The Mount Tamalpais Community College in San Quentin State Prison is now an independently accredited liberal arts college. It’s one of the first in the country, previously serving as an extension site of a small college in Oakland, California, for more than 20 years.
Now, it has become its own institution that educates incarcerated students, giving them a chance for a better life.
During an interview with the college president, Jody Lewen, she explained why they decided to become independent. The designation was granted after the Western Association of Schools and Colleges reviewed their programs and determined that they met specific educational standards.
“So, we are now an independently accredited liberal arts college. As far as we know, Mount Tamalpais College is a first and only fully credited independent college with a main campus inside the state prison,” she explains.
The Benefits of Independence
When they initially pursued accreditation, the goal was to become an independent institution free from the whims of another college. They wanted to have more control and not feel the ups and downs of a parent-school.
As they embarked on the process, the many advantages of becoming autonomous and independently accredited became more apparent.
In particular, they see now that the community of higher education institutions can recognize and value what they are doing for the lives of the inmates, bringing learning that could change their lives.
Jesse Vasquez, a formerly incarcerated Mount Tamalpais student, mentions how the rehabilitation he experienced during the classes impacted his stay.

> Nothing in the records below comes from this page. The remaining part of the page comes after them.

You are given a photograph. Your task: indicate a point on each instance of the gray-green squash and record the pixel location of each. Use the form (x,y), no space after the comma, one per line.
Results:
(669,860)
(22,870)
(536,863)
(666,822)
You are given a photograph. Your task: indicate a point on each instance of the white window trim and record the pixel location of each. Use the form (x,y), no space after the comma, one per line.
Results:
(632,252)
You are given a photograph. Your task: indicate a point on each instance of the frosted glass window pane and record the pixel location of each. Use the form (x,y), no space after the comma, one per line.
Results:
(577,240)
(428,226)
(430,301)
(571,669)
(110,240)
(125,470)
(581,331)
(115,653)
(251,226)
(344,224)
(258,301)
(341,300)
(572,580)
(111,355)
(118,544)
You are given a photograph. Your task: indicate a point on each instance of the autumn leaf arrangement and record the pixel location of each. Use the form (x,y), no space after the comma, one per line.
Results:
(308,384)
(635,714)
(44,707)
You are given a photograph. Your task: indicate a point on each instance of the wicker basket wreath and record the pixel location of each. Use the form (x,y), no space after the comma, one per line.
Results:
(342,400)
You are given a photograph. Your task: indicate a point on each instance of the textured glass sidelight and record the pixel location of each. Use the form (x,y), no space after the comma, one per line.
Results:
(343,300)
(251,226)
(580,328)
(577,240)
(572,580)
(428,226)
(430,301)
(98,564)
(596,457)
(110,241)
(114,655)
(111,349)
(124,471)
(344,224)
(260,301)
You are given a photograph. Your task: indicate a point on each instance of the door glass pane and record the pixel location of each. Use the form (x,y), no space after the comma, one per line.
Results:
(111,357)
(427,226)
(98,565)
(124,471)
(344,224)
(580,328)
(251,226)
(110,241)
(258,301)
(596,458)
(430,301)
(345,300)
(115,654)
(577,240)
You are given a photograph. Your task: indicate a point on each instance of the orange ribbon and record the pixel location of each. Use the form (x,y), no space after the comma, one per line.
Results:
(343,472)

“Rehabilitation does make a difference in the culture of the prison and also on the mindsets of the people incarcerated in these institutions.” Jesse Vasquez
“I think now, having one accepted accredited college, all of a sudden more people might be more open to the idea of […] ‘Hey, why if we try this revolutionary idea somewhere else?’ So I think the future looks hopeful for higher education in prisons.”
Building Better Futures for Inmates
Incarcerated individuals who receive education during their sentence are more likely to live better lives outside. The chances of them returning to prison are also reduced. That’s one of the main goals of Mount Tamalpais Community College.
Bonaru Richardson, another formerly incarcerated person who now studies in the college, mentions how their independence can serve as an example for other state prisons.
“It shines a brighter light on what Mount Tamalpais is doing inside of this prison system because, for the most part, people didn’t really look at it on a big stage like that, right? They didn’t think that the individual inside the prison was getting a quality education when we’re actually […] getting top-of-the-line education. They’re not just giving you an education, they’re giving you hope. You know, they’re giving these individuals up in here hope […] in a place [that’s] basically hopeless.”